With oil leading the way, the drop in world commodity prices has had a a politically destabilizing effect, particularly strongly on South America’s most politically progressive regimes, including Brazil, Venezuela, Argentina, Uruguay, and Ecuador. Although oil is the most prominent of these commodities, falling mineral and agricultural products prices, like soybeans native to South America, have accentuated the economic stress.
Throughout the West fiscal austerity measures, either self-imposed by right wing government policies or imposed externally by the IMF, have served to dampen consumer spending and reduce manufacturing growth. While China’s falling exports resulting from the weak Western demand has had a strong effect on reducing oil consumption and hence prices, it is likely that Saudi Arabia and the Gulf State oil kingdoms have refused to cut production in order to hurt Iran and to undermine the US shale oil boom.
These are big-time economic headaches for not only countries but also for a little guy who blew the whistle on many government’s lies and secret plans. Julian Assange, of Wikileaks fame, has sat in a small room in the Ecuadorian Embassy in London for almost four years and the announcement below, brought on by this mega commodity meltdown, signals that his days under Ecuadorian protection may be numbered:
Rafael Correa (President of Ecuador) will not compete for re-election, in the context of an uncertain economic outlook for his country. (From an article by Raul Zibechi, Upside Down World)
When a new, right wing government, or, indeed, any new president who wants to make nice with the U.S., comes to power, Assange will be unceremoniously kicked out or the Ecuadorian embassy into the hands of the US CIA.

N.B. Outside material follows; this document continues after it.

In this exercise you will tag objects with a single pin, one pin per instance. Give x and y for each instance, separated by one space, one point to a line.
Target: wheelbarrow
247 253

Besides the drama around Assange, another side effect of the depression in oil and commodity prices involves Venezuela and its relations with Cuba. Already the popular revolution under Chavez is in trouble because of the economic problems brought on by the 50% collapse in oil prices. Cuba has been a beneficiary of favorable price treatment on Venezuelan oil which could be reversed with the end of Madura’s presidency and replacement with a right wing government. He has already lost the parliament to the opposition in the recent election.
Change is coming and it doesn’t look good.